Weights and Measures
From the beginning, Meara says, the goal of the Lancet Commission wasn’t just to quantify the lack of global surgical capacity; it was to create a base of knowledge and measurable indicators that could be used to build that capacity in a coherent, focused way.
When the commission was established in 2013, Meara adds, no one knew what was going on with surgery around the world. There were no comprehensive assessments of how many surgeons worked in different countries, few records of how many or what kinds of surgical procedures were being done in a given country each year, and no reliable estimate of what percentage of a population lived within two hours of a hospital that offered essential surgical procedures.
Even the most basic safety index—how many people survived surgery—has often gone unknown, almost completely absent from international development databases and national health care planning reports.

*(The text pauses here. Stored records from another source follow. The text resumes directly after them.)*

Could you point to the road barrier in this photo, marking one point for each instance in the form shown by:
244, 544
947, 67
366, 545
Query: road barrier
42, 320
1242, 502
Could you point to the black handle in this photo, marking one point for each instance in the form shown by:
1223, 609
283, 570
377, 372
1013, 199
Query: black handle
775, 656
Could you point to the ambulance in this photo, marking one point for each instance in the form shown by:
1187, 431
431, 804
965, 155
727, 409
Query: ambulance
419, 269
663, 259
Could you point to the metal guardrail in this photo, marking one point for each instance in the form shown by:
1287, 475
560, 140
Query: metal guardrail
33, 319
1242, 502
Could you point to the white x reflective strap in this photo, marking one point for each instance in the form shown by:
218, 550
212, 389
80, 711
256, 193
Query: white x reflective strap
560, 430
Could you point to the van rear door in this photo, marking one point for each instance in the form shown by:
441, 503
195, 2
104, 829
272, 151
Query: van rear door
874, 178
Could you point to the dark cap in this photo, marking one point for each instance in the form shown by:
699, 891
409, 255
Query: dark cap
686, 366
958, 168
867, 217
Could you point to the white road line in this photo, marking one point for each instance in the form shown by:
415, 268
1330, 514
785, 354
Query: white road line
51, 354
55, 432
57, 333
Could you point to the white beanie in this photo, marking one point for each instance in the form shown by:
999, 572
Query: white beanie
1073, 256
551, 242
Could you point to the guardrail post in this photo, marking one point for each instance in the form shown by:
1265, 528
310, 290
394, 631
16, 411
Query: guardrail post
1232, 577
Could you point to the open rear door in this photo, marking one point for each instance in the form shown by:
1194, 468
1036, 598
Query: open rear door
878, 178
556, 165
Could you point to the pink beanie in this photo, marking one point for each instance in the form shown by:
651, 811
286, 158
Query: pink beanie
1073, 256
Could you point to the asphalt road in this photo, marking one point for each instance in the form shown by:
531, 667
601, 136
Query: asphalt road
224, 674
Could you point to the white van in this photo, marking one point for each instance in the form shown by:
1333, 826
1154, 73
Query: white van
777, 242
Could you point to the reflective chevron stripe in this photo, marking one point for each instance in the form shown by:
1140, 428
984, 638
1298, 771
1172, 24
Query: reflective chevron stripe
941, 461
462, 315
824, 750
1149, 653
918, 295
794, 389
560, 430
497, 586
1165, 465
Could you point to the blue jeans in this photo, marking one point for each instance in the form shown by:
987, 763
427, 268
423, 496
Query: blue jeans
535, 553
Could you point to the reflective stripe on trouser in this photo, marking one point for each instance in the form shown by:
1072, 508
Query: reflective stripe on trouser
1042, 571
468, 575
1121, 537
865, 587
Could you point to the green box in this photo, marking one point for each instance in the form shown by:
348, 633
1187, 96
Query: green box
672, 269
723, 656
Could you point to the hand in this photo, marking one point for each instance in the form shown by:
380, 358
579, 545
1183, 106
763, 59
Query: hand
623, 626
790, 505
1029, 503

According to Meara, the commission has been able to derive rough estimates of various measures in many countries, but detailed measures remain elusive. Since the commission published its report in April 2015, Meara has had the growing corps of surgeons working in the Paul Farmer Global Surgery Fellowship in the HMS Department of Global Surgery and Social Change focus on collecting key indicators of surgical capacity from more than one hundred countries and on developing better, more detailed analyses of the data that are available.
The important thing, according to those involved in assessing surgery worldwide, is to know that surgery is not a separate entity that competes with all the other changes needed in health care systems. It’s not just about broken legs—it’s about obstructed labor, cancer, infectious disease, and every other condition you can name.
Jake Miller is a science writer in the HMS Office of Communications and External Relations.